Week 15 ~ February 16, 2005
~ The Unexpected
I am the kind of person who loves to read. If I have free time I would rather be reading a book than almost anything else. I love everything from romances to historical fiction to picture books to the young person classics (like Ramona Quimby). The love I have for reading is part of why I became a teacher; I wanted to share the gift of reading with children. So when I started thinking about getting pregnant it was natural to me to go to the library for books about pregnancy.

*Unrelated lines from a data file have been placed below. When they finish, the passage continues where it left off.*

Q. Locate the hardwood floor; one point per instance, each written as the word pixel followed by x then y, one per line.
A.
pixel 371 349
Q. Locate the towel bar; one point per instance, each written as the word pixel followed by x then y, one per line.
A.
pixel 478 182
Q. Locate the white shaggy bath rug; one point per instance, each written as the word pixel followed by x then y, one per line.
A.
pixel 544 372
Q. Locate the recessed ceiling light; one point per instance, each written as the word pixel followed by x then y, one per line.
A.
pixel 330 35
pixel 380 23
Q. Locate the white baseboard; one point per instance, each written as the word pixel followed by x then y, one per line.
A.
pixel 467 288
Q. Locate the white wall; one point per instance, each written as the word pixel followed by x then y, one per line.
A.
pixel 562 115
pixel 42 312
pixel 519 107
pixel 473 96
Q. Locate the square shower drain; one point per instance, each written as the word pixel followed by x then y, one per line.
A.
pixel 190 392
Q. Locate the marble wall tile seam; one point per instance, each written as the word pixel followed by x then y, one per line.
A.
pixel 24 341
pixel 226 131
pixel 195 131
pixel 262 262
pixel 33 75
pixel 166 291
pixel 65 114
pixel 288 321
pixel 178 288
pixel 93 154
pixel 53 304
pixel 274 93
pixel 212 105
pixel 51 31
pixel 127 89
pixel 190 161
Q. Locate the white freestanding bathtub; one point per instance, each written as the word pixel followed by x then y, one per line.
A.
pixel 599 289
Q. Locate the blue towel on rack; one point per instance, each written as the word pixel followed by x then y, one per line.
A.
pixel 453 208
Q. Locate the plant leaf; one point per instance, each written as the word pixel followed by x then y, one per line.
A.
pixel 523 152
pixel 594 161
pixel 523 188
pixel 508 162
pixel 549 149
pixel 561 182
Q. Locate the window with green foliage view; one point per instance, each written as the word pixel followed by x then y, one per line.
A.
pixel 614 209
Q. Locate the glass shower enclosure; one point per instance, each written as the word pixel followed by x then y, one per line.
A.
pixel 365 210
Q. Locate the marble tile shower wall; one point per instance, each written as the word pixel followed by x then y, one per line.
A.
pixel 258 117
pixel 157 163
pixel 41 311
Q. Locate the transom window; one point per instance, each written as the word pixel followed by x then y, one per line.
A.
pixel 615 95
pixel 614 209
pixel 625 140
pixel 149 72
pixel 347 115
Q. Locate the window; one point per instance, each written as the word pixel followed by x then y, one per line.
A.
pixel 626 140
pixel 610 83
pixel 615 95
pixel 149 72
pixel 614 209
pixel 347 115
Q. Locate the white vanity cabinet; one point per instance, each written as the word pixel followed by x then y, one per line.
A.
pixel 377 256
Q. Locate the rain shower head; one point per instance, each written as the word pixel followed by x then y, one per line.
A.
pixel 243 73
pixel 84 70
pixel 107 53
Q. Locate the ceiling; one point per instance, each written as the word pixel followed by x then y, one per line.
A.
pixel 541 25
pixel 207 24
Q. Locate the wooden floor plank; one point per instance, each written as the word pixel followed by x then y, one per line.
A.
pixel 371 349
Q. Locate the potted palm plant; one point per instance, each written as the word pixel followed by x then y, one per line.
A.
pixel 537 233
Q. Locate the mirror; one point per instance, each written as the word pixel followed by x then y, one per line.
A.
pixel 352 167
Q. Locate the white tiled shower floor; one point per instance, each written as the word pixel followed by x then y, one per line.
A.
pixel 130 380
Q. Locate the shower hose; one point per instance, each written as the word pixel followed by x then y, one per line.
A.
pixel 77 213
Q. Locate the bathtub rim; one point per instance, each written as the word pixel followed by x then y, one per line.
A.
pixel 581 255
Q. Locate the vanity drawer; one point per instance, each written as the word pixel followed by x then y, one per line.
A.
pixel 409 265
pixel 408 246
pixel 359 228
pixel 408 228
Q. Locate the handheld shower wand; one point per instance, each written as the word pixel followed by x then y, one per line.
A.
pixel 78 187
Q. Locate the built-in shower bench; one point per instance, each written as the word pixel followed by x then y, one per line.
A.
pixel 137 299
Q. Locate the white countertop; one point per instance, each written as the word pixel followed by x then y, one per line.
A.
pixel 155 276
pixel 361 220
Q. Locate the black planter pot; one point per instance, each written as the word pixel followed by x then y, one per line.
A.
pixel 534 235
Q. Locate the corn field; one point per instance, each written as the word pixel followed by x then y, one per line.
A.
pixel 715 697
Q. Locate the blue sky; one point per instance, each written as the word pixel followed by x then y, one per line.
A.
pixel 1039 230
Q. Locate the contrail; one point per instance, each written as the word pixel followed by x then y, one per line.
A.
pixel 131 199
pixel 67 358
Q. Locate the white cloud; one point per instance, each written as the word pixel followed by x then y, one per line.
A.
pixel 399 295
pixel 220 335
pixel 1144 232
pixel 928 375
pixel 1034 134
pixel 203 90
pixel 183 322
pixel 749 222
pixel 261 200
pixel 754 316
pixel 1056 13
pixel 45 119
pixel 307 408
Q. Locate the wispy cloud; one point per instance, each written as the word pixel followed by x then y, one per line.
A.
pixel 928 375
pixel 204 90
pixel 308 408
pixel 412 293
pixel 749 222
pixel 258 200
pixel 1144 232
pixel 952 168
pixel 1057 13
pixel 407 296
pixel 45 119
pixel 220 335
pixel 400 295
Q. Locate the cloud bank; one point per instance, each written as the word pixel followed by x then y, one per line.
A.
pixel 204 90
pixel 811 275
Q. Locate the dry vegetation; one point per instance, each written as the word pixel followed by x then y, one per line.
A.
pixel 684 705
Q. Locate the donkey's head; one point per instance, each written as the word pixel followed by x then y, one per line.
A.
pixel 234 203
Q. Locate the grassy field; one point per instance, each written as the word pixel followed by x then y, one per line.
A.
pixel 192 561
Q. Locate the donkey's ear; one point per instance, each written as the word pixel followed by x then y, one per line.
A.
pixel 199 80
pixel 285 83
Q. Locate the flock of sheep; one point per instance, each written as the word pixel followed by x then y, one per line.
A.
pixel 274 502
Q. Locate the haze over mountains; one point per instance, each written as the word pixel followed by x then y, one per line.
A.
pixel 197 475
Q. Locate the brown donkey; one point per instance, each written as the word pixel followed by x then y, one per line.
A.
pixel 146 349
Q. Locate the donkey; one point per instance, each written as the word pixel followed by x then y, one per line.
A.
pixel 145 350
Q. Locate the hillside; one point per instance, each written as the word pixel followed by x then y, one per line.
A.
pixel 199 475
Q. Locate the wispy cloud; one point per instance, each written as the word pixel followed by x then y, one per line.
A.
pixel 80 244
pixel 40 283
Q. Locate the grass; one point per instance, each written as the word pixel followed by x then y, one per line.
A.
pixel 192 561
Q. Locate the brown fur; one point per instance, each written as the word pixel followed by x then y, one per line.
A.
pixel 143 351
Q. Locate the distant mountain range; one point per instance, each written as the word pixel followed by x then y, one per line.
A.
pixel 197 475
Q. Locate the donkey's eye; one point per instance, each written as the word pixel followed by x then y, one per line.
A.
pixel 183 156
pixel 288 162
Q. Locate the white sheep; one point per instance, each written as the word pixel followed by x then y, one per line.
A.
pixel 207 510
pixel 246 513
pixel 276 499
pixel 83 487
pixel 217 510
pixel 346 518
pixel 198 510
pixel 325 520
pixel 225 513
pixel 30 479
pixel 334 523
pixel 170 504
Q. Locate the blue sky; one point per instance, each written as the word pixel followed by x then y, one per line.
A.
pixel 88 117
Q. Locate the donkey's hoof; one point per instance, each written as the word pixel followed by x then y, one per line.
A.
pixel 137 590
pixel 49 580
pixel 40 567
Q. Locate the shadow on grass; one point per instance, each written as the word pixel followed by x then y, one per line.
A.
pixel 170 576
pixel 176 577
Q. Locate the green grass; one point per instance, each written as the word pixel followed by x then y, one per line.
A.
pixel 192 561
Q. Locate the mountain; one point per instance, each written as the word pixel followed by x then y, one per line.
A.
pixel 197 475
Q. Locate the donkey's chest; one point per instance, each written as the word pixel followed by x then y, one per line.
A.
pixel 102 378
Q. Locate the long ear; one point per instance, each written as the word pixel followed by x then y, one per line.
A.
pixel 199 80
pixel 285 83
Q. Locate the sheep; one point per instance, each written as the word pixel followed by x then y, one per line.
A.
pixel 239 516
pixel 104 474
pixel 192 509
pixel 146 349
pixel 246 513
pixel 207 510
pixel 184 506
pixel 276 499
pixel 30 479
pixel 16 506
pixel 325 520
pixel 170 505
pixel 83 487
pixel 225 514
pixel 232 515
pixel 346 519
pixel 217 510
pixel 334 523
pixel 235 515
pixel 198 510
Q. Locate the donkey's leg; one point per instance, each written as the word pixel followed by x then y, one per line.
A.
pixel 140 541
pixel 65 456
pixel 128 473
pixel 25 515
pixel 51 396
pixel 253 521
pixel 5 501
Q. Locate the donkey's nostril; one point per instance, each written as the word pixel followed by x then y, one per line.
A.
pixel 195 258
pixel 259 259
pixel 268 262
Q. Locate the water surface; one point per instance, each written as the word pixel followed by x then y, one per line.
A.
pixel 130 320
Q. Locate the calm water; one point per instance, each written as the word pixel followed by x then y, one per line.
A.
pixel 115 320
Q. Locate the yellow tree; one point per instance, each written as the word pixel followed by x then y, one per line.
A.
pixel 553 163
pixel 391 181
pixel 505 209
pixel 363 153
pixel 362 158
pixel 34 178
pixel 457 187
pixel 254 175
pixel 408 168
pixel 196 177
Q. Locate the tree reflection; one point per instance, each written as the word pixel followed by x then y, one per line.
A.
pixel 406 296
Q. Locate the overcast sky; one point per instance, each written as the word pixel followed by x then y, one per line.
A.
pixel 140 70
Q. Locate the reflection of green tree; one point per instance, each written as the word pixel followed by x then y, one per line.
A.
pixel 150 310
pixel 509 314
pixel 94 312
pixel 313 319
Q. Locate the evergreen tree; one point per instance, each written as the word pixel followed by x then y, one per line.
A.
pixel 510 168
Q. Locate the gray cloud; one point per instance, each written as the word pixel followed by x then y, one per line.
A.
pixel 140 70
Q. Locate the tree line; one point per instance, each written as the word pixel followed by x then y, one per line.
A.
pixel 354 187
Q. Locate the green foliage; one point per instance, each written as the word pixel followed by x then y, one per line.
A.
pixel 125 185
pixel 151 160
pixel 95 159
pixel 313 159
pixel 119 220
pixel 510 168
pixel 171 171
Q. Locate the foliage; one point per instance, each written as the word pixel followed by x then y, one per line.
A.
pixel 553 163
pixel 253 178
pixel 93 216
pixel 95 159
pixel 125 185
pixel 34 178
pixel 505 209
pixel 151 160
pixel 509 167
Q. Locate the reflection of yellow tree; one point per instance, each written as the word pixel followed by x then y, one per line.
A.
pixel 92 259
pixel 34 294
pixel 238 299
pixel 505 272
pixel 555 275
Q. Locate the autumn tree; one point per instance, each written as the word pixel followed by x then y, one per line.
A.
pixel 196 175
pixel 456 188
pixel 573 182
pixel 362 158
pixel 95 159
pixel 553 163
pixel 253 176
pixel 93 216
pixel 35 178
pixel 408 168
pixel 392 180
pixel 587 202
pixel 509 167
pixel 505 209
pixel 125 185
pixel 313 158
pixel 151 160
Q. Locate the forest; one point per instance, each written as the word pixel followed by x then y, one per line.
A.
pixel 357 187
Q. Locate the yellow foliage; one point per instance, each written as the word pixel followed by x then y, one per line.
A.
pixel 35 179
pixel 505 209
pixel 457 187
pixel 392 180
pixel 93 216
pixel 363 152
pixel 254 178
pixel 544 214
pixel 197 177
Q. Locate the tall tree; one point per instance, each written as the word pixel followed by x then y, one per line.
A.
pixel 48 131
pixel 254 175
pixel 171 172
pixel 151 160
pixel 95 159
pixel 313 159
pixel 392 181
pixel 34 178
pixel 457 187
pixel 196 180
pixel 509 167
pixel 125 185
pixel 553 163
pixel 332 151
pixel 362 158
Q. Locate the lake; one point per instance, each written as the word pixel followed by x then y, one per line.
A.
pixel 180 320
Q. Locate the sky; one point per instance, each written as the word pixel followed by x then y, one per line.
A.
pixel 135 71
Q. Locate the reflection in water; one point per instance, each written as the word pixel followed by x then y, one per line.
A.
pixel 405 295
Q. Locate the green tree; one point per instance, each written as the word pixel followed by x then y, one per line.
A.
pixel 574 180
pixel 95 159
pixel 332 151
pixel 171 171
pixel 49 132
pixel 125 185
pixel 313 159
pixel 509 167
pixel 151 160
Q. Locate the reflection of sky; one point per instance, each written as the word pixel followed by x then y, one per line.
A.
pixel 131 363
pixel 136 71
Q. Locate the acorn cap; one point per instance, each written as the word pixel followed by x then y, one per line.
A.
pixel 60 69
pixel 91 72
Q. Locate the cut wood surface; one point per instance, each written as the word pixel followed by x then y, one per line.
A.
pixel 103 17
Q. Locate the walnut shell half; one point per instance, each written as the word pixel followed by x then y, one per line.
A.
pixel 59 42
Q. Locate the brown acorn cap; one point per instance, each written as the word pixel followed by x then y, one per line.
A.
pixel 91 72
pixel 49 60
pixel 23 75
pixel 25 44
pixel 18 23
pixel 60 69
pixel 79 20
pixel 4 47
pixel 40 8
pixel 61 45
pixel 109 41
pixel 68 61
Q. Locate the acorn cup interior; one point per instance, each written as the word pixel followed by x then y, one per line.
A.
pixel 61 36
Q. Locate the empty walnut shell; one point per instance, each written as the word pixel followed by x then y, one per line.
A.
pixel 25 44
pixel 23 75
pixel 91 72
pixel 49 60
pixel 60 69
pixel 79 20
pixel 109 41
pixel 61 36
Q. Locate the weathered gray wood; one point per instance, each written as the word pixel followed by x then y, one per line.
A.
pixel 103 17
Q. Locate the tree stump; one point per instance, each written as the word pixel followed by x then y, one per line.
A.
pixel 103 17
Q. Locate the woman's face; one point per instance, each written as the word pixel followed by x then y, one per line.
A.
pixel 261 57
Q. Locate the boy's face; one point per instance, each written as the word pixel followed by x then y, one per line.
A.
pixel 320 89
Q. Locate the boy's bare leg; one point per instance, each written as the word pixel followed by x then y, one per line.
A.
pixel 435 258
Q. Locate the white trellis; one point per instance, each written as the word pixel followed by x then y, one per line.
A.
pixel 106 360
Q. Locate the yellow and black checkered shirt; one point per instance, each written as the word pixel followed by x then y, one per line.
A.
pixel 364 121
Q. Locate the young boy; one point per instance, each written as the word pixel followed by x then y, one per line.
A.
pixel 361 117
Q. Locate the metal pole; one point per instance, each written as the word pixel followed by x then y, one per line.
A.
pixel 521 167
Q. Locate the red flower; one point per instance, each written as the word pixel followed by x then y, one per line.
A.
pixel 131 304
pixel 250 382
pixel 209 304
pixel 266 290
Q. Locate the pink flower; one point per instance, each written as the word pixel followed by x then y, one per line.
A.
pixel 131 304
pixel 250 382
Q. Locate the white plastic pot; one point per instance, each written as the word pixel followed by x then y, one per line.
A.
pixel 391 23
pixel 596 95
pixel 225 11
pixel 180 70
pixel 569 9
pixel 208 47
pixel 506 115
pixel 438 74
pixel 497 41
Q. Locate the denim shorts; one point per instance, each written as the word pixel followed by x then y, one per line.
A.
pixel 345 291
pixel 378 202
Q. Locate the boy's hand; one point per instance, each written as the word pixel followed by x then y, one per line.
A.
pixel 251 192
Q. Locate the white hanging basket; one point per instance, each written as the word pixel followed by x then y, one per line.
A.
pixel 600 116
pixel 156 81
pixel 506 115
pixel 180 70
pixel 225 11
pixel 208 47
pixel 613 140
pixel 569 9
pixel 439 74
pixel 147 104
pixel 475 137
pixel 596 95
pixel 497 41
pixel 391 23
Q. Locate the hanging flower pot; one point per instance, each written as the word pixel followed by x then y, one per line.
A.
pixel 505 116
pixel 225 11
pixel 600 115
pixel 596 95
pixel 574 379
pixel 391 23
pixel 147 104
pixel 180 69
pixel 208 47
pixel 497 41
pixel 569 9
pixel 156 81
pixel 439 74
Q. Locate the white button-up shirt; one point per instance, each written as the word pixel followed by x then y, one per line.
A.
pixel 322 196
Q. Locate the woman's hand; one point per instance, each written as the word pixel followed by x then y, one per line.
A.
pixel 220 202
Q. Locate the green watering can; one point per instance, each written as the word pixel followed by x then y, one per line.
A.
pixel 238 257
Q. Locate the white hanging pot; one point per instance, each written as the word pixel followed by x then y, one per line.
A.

Before I even got pregnant I read “Before Your Pregnancy: A 90 Day Guide for Couples on How to Prepare for a Healthy Conception”, “What to Expect When You're Expecting”, “The Girlfriends' Guide to Pregnancy”, “The Mother of All Pregnancy Books: The Ultimate Guide to Conception, Birth, and Everything In Between”, “Your Pregnancy Week by Week” and a few other books and websites. But none of them ever prepared me for the reality of being pregnant. The books list symptoms a pregnant woman could have and even give little quotes from some mothers about what they experienced. One book in particular was very clear and specific on everything from indigestion and gas to maternal fears and what to wear. As I read these books before pregnancy, and reread them early in pregnancy I was in disbelief... these things may happen to some women, but not to me. I would never get morning sickness, gas or headaches. WRONG.
My sister has been pregnant twice, I have a friend who has two children and another friend who is pregnant now, due in early May. I never heard of these pregnancy symptoms I read about in books; none of the pregnant women in my life ever complained. Boy are they brave. It's not that I don't like being pregnant but well, I don't like being pregnant. The hardest part is that I don't feel like I know my own body anymore. The cures I used to use to get rid of a headache or a rash, I can't use any more. I open my mouth to speak and out comes a huge belch. I have headaches nearly every day, occasionally so bad they make me vomit. My clothes don't fit (even thought I've actually lost weight since getting pregnant). I have acne worse than I ever had it as a teenager. And I wet my pants twice in the last week. Who is the person in my body?
On top of every thing going on with my body I am also getting worried and nervous. There are so many things to do to get ready for the baby, so many decisions to make. Bottle or breastfeed, what supplies do I need, finding out the baby's gender, prenatal testing, storing cord blood, remodeling the house, trips and vacations to take. *sigh* No matter how many books I read the answers to what I should do aren't going to be in there and right now it just feels so overwhelming.